ISBN-13: 9781493509478 / Angielski / Miękka / 2015 / 298 str.
In 1908, a series of newspaper reports brought scandal and disgrace to well-known New York social and civic icon Henry Sanger Snow, who had turned to embezzlement in the wake of the Great Panic stock market crash of 1907.
Rather than surrender to the police, Snow abandoned his wife, children, and even his identity, fleeing to Caracas, Venezuela, just days before fear of plague closed the port. It was the beginning of thirty-seven years of duplicity and deceit.
En route to Venezuela, Snow assumed the name of Clark, claiming to represent wealthy northeastern US businessmen seeking Venezuelan investments. In a country seething with rumors of revolution, foreign investors were hard to find, so Clark was viewed with suspicion.

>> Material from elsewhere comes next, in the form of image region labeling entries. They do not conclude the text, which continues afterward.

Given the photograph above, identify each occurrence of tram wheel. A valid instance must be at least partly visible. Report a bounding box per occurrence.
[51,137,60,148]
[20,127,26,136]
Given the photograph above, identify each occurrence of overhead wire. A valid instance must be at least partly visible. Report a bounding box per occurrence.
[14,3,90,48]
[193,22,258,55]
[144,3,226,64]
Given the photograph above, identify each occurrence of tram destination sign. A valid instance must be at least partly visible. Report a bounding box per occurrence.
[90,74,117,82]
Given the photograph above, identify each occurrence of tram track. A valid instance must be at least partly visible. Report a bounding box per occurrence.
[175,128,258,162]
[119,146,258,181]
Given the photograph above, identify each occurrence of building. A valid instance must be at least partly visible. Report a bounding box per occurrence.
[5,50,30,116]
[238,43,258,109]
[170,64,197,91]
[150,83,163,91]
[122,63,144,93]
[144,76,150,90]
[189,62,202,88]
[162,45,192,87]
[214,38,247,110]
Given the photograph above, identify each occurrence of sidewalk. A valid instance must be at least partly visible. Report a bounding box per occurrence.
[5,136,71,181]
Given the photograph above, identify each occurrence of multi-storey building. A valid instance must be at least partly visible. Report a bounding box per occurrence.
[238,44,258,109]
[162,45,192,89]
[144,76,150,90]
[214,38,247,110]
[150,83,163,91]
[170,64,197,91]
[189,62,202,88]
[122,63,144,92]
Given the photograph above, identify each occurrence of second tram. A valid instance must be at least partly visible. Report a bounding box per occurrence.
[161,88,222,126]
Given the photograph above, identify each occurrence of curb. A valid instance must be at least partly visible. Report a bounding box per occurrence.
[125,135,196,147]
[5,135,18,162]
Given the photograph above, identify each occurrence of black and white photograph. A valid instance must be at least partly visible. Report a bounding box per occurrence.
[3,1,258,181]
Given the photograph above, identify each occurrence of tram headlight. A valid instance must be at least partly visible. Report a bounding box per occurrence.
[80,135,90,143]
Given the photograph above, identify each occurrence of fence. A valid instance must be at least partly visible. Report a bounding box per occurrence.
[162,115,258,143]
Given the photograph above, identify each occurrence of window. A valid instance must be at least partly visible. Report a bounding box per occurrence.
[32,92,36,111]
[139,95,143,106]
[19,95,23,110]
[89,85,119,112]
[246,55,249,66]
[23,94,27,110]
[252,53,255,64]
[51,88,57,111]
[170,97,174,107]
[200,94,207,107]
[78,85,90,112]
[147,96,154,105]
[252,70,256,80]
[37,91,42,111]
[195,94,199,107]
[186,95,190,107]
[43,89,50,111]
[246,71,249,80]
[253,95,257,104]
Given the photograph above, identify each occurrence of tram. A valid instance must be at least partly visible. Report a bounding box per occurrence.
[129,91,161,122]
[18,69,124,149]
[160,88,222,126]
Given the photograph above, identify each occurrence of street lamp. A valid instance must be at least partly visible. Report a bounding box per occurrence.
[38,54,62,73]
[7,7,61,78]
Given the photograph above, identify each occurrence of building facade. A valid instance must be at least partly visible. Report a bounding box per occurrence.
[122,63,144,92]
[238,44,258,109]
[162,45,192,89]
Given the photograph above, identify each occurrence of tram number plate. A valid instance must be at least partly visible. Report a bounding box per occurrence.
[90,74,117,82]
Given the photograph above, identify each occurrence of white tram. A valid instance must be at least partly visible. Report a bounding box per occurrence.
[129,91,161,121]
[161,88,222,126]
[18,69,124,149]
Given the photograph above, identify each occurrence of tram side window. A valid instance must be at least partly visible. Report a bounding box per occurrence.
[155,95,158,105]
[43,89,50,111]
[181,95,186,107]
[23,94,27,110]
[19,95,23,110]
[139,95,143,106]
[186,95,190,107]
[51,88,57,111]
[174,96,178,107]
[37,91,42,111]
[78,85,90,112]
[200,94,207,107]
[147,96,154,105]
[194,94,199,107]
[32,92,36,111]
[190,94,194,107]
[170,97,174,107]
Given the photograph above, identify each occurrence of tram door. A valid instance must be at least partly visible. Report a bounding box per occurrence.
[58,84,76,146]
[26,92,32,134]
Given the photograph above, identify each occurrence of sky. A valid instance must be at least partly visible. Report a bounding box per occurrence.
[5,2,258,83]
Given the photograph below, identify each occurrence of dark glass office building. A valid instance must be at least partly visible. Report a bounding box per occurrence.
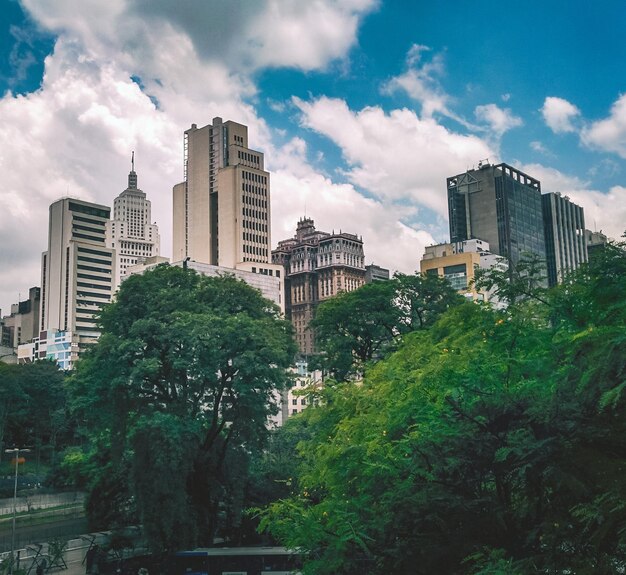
[541,193,588,286]
[447,163,546,265]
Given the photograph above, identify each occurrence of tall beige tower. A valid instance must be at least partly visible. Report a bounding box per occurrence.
[106,152,160,291]
[172,118,271,271]
[39,198,115,346]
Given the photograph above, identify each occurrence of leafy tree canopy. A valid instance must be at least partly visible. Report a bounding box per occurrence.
[311,273,463,381]
[71,266,295,551]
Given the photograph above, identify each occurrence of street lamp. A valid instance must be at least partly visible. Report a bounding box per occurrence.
[4,447,30,574]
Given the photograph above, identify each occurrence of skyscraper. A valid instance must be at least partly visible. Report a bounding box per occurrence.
[39,198,115,352]
[447,163,546,265]
[173,118,270,269]
[272,218,365,356]
[541,193,588,286]
[107,152,160,291]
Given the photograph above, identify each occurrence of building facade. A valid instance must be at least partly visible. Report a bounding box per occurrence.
[17,329,80,370]
[106,152,160,291]
[39,198,115,347]
[585,230,609,260]
[0,287,41,349]
[173,118,271,268]
[541,192,588,286]
[272,218,365,357]
[365,264,389,284]
[420,239,508,306]
[447,163,546,265]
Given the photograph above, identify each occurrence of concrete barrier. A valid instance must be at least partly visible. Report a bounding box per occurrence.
[0,491,85,517]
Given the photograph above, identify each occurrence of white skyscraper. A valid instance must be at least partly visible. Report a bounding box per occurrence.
[107,152,160,290]
[39,198,115,346]
[173,118,273,271]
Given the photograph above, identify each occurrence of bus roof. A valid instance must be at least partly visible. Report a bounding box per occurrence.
[176,547,299,557]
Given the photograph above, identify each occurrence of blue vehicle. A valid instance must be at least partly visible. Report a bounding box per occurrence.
[174,547,302,575]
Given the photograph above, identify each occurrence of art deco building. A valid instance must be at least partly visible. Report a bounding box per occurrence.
[420,239,508,306]
[0,287,41,349]
[447,162,546,265]
[106,152,160,291]
[173,118,270,269]
[39,198,115,347]
[272,218,365,356]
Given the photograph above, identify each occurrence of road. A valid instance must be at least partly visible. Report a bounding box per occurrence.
[0,515,87,553]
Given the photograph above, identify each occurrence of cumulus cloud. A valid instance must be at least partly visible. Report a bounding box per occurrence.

Clark meddled at will in Venezuelan politics. He befriended US State Department officials, finagling an appointment as deputy consul. He conspired with revolutionaries, engineered the escape of two enemies of the state, and palled around with the dictator known as the Tyrant of the Andes. And he never got caught.
Alerted to Clark's story by the impostor's grandson, Robert Brandt's in-depth investigation into State Department, military, and journalist records reveals the history of the twentieth century's greatest impostor, the man Brandt calls "The Chameleon."